Data. The world seems to be swimming in it. But what is it good for? Absolutely nothing, unless converted into insights.
I've worked as a data engineer for the last few years and realize this is a fairly universal problem. Converting data into insight is hard. There's too little time. The cloud bill is too much. The data are never clean. And there seems to be the assumption from the C-suite data innately have value. They don't. Data are a raw resource, which can be converted into insights with the skilled people and proper tools. And a data warehouse is one of the best tools for increasing the ease of generating insight from data. Now, insights, those are what we all are chasing, whether we know it or not. In this article, I hope to answer my own questions as to how a data warehouse can help solve drowning in data problem.
Insights over Data
Before moving on, let's define data and insights.
There are many fancy explanations of what insights are. In my opinion, they are gain in knowledge about how something works. In the visualization above, we can see the females score higher than males, and males lower than non-binary genders. This is insight.
Looking at the "Data" pane, little insight can be gained. There is information , such as an email we could use to contact someone. Or their name, by which to address them. However, there isn't anything which explains how something works. These are data.
Unfortunately, in information technology, converting data into insight is tough. As I hope to demonstrate.
Heart Rate Variability
Throughout this article I'm going to use examples regarding Heart Rate Variability . As the name suggests, it is a measure of variability between heart-beats. To be clear, not the time between heart-beats, but the variability .
I find heart rate variability, or HRV, fascinating because it is linked to human stress levels. Research seems to indicate if HRV is high, then you are relaxed. But if your HRV is low, you are stressed. Evolutionarily, this makes sense. During times of stress your heart is one of the most important organs in your body. It focuses up and ensures all muscles and organs are ready for fighting hard or running harder. The famous fight-or-flight. However, during times of relaxation, your heart chills out too. Its beats are less well timed. Hey, your heart works hard!

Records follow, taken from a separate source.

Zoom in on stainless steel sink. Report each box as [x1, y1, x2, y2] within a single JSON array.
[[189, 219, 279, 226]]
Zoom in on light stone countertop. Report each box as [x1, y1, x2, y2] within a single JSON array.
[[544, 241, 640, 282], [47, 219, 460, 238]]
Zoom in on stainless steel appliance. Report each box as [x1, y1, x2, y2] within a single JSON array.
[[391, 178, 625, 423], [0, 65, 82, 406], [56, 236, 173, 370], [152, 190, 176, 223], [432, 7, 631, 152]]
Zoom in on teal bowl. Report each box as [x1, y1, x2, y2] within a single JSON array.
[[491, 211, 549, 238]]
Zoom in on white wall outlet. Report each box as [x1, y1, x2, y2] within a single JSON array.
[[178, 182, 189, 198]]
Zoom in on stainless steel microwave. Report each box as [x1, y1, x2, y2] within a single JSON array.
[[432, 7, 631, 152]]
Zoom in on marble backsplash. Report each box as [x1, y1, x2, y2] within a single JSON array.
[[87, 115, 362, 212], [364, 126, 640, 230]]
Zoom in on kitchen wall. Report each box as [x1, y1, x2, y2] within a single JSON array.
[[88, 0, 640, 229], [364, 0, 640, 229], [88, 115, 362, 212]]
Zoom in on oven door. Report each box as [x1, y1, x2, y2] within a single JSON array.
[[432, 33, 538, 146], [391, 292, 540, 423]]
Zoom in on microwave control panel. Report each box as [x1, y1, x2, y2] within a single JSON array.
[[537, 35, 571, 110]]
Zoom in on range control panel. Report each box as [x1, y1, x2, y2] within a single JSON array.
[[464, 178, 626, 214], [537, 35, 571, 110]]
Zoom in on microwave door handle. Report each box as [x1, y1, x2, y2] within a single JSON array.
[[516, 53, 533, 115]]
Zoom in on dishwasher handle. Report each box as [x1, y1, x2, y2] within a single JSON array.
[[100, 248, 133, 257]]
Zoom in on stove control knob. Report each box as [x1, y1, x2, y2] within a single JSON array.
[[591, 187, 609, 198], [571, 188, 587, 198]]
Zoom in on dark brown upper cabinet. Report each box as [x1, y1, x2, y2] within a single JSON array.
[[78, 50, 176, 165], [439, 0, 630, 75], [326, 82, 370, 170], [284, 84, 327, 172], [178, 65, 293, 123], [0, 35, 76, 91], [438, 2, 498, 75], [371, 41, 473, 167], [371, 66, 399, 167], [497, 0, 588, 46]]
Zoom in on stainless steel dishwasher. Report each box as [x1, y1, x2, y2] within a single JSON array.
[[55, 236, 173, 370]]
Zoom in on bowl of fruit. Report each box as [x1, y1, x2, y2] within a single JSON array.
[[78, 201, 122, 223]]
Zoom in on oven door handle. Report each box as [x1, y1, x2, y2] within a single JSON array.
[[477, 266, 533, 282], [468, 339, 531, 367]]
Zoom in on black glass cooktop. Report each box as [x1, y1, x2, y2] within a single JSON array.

Not required to follow this article, but if you want to read more about HRV:
I got interested in HRV as I found Apple Watch now tracks it. And I've been curious if it is an actual valid indicator of my stress levels.
What's the Problem?
So what does this have to do with a data warehouses? Let's look at the HRV data the Apple Watch produces.
occurrence_id | user_id | start | end | hrv |
---|---|---|---|---|
1 | 1 | 2021-09-01 14:10:01 | 2021-09-01 17:00:00 | 40 |
2 | 1 | 2021-09-01 19:00:00 | 2021-09-01 23:00:00 | 55 |
3 | 1 | 2021-09-02 05:00:00 | 2021-09-03 13:00:01 | 120 |
4 | 1 | 2021-09-04 14:00:00 | 65 |
These data have a
start
and
end
time, and if the
end
time is blank it means it is still going. They also have a
user_id
and the
heart_rate_variability
score. Let's try to ask the data a question.
- What is my average HRV per day?
A naive method for querying these data might look like:
SELECT AVG(heart_rate_variability) AS avg_hrv,
COALESCE(DATE(start), DATE('')) AS day
FROM df
GROUP BY day
This produces the following:
This looks pretty good. We can get a bit of insight, it looks like my average HRV might be 50. And it looks like
09-02
was an extremely relaxed day. But, what happened to
2021-09-03
?
This is where things start getting complex. There is a long history in databases of converting sustained values to a
start
and
stop
value. Databases are highly optimized for updating records quickly and minimizing the amount of disk space needed to store the data. These types of databases are known as online transactional processing (OLTP) databases. And they are the antithesis of a data warehouse. Data warehouses are known as online analytical processing (OLAP) databases. Unlike OLTP, they are optimized for speed of providing insights. I'll go in more depth about OLTP vs. OLAP a bit later.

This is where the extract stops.